EkonomiRanah

PMI Sentuh Rekor, Manufaktur Indonesia Terus Bergeliat

194
×

PMI Sentuh Rekor, Manufaktur Indonesia Terus Bergeliat

Sebarkan artikel ini
pmi-manufaktur-november-2025-naik-ke-level-tertinggi-sejak-februari
PMI Manufaktur November 2025 Naik ke Level Tertinggi sejak Februari

Jakarta – Sektor manufaktur Indonesia menunjukkan tren positif. Purchasing Managers’ Index (PMI) manufaktur Indonesia pada November 2025 mencatatkan angka 53,3, berada di zona ekspansi.

Data ini dirilis oleh Standard & Poor’s (S&P) Global Ratings.

Angka PMI manufaktur November ini lebih tinggi dari capaian Oktober 2025 yang berada di level 51,2. Bahkan, ini menjadi level tertinggi sejak Februari 2025 yang mencatatkan angka 53,6.

Ekonom S&P Global Market Intelligence, Usamah Bhatti, mengungkapkan ekspansi pada November didorong oleh kenaikan volume output.
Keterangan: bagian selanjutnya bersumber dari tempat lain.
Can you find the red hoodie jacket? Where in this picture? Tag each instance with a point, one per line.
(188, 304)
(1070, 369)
Ini menjadi pertumbuhan pesanan baru tercepat sejak Agustus 2023.

“Perekonomian domestik menjadi pendorong utama permintaan menjelang akhir tahun 2025, karena perusahaan mencatat penurunan pesanan ekspor baru yang lebih tajam,” kata Usamah dalam keterangan resminya, Senin (2/12/2025).

Kenaikan permintaan ini, lanjut Usamah, membuat produksi kembali meningkat pada November. Ini menjadi peningkatan pertama dalam tiga bulan terakhir.

Perusahaan merespons peningkatan beban kerja dengan menaikkan tingkat pembelian dan ketenagakerjaan. Tanda-tanda tekanan pada kapasitas juga terlihat dengan kenaikan tumpukan pekerjaan yang paling tajam sejak September 2021.

S&P juga mencatat perusahaan berupaya menjaga kecukupan stok input produksi. Akibatnya, terjadi akumulasi persediaan pembelian terkuat dalam delapan bulan.

Namun, ada tekanan tambahan terhadap pasokan karena waktu tunggu rata-rata untuk pengiriman input meningkat. Hal ini disebabkan keterlambatan pengiriman dan cuaca buruk.

Di sisi lain, produsen juga mencatat tekanan harga yang semakin intensif menjelang akhir tahun. Perusahaan berupaya mengalihkan kenaikan biaya input kepada klien dengan menaikkan harga pabrik hingga tingkat tertinggi selama satu setengah tahun lebih.

“Inflasi biaya merupakan yang paling tinggi dalam sembilan bulan di tengah peningkatan harga bahan baku dan fluktuasi nilai tukar,” pungkas Usamah.